Could it be possible that Barack Obama may dare to go where George Bush and some Republicans wouldn’t in limiting government interventions? For most of a decade, the US government manipulated lending markets and pressured banks to get mortgages for lower-income families under both the Clinton and Bush administrations, and with Democratic and Republican Congresses. Now, the Washington Post reports that the Obama administration wants to end the social engineering that created the housing bubble and subsequent collapse as its next target for reform:
Responding to the collapse in home prices and the huge number of foreclosures, the Obama administration is pursuing an overhaul of government policy that could diverge from the emphasis on homeownership embraced by former administrations.
“In previous eras, we haven’t seen people question whether homeownership was the right decision. It was just assumed that’s where you want to go,” said Raphael Bostic, a senior official in the Department of Housing and Urban Development. “You’re not going to hear us say that.”
Bostic, who has published leading scholarship on homeownership, added that owning a home has a lot of value, but “what we’ve seen in the last four years is that there really is an underside to homeownership.”
The administration’s narrower view of who should own a home and what the government should to do to support them could have major implications for the economy as well as borrowers. Broadly, the administration may wind down some government backing for home loans, but increase the focus on affordable rentals.
The shift in approach could mean higher down payments and interest rates on loans, more barriers to lower-income people buying houses, and fewer homeowners overall, government officials said. But it could also pave the way for a more stable housing market, one with fewer taxpayer dollars on the line and less of a risk that homeowners will not be able to pay their mortgages. And it could spell changes throughout the financial markets, as investors choose new places to put their money if the government withdraws some incentives for investing in the U.S. mortgage market.
There is an interesting axiom in American politics: Only Nixon could go to China.
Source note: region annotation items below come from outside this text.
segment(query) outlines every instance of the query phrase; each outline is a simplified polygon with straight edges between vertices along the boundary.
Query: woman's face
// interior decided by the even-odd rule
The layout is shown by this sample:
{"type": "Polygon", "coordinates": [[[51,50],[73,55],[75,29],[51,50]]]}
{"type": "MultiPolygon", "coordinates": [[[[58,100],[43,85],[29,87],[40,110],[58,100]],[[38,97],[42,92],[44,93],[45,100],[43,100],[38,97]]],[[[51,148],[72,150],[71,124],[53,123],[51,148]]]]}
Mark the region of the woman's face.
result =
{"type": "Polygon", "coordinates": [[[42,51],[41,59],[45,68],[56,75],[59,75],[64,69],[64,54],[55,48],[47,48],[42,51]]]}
It explains how it takes a leader willing to act against political interests to take a step that creates large benefits for the nation. In this case, it would appear that only Obama could take on Barney Frank, Chris Dodd, and the redistributionist caucus of his party to put an end to the real cause of the financial collapse.
Will the White House go through with it? It’s one thing to leak this to the Post. It’s another thing entirely to follow through with the necessary rulemaking and legislative effort needed to succeed in it. The Post notes that La Raza, one of the groups that gains material benefit from participating in government programs for these home-ownership efforts, is already unhappy with the idea. At a time when Obama’s approval ratings are sinking towards Bush levels, this could alienate his ideological base and leave him utterly abandoned in 2012.
Let’s hope Obama commits to this reform. If he does, it will easily be the most significant economic reform of his tenure, and would represent a significant retreat from the government interventions and social engineering that have ruined the American economy, and could set the stage for even further constraints on federal power. That would show actual leadership and strength.